Second, we wound up with more comers and goes. With less downforce, a car can alternate between being really fast in a certain portions of the track, and slow in others. That opens up passing, and passing is one of the key attributes of exciting stock car racing. With less downforce, clean air is also less of an advantage. With the current rules package, if you fall back into the pack in a race, it dramatically effects the way you car performs. You go from being a first place car to a 10th place car. As you reduce downforce — and with it, the significance on aerodynamics — that’s not so much the case. You can earn your spot back. It becomes easier to play offense.

That’s important because with the current 2015 rules package, it’s never been easier in our sport to play defense. What does that mean? Defensive racing is where a guy in front of you might run a different lane — not because he’s faster in it, but because he knows you’re faster in it, and he wants to steal your air away from you and slow you down. With less downforce and less reliance on aerodynamics, you see less defensive racing.

BACKWARD, FORWARD

In the 1990s and early 2000s, NASCAR teams invested all their developmental money and engineering skills in advanced aerodynamics, and how they affect a race car. Today, aerodynamics could not be more important. And because of that, when I get into my car, all I’m thinking about is doing everything I can to win. Every day, to compete as a race car driver, I tell my team, “I need more downforce.

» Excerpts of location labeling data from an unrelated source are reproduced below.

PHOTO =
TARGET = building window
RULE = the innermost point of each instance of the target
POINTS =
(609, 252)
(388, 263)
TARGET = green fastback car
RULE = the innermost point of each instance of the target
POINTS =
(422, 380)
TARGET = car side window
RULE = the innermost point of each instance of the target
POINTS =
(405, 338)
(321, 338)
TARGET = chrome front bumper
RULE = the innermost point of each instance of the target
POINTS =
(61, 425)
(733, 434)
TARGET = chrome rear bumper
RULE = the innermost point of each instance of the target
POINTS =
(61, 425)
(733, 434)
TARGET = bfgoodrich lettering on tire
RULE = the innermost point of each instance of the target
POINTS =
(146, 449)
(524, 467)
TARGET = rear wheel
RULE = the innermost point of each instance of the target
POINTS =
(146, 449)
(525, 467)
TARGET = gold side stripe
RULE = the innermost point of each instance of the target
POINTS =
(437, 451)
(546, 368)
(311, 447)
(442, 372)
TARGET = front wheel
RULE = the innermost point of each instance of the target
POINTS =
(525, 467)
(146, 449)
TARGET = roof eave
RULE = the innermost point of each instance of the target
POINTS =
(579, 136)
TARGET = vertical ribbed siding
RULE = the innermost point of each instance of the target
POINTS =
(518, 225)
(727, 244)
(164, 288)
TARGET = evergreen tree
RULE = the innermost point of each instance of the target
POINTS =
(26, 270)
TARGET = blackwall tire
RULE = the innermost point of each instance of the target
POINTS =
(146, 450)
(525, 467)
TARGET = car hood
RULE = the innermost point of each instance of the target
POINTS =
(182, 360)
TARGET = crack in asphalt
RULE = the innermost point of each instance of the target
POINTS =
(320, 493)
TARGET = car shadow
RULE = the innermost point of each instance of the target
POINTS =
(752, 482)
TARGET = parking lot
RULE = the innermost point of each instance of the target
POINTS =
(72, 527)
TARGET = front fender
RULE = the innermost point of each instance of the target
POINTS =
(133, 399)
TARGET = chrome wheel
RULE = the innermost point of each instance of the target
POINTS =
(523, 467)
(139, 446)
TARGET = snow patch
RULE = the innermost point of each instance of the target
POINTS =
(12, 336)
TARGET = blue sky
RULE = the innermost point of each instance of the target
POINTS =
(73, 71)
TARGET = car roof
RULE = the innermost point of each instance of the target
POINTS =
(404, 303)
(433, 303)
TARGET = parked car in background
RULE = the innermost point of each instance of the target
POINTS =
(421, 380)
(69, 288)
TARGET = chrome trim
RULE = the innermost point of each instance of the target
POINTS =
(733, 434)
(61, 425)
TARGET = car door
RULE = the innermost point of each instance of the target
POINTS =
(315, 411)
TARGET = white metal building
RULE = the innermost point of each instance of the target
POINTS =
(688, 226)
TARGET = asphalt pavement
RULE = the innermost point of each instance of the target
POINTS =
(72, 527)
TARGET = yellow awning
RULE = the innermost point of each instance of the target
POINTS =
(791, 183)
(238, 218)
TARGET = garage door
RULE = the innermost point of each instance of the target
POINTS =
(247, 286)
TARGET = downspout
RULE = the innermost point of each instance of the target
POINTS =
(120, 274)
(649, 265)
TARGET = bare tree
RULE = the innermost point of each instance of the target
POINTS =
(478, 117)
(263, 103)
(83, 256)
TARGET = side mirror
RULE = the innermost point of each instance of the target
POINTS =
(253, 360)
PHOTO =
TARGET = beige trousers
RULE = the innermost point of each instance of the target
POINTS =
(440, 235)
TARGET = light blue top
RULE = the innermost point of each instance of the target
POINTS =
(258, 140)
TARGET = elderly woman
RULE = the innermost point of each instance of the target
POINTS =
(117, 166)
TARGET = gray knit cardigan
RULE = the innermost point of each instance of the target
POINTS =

I need more sideforce. I need less drag.” I want those three things to make me better than the competition.

But when I take off my helmet and I think about what’s best for the sport, those aren’t things that I want. What I truly want — as someone who loves NASCAR and wants to see our sport thrive — is for the racing to be as exciting and compelling as it can be.

We’re not going to unlearn everything we’ve learned in the last two decades about aerodynamics. But maybe we don’t have to. Last weekend, NASCAR gave us an incredible gift, and showed tremendous leadership, too. It gave drivers the race package we’d been asking for, and the result was what many people described as some of the best racing we’ve ever had. I can’t commend NASCAR enough for doing that. It’s a kind of wonderful irony. By taking us back to the past at Darlington, NASCAR may very well have shown us the way to the future.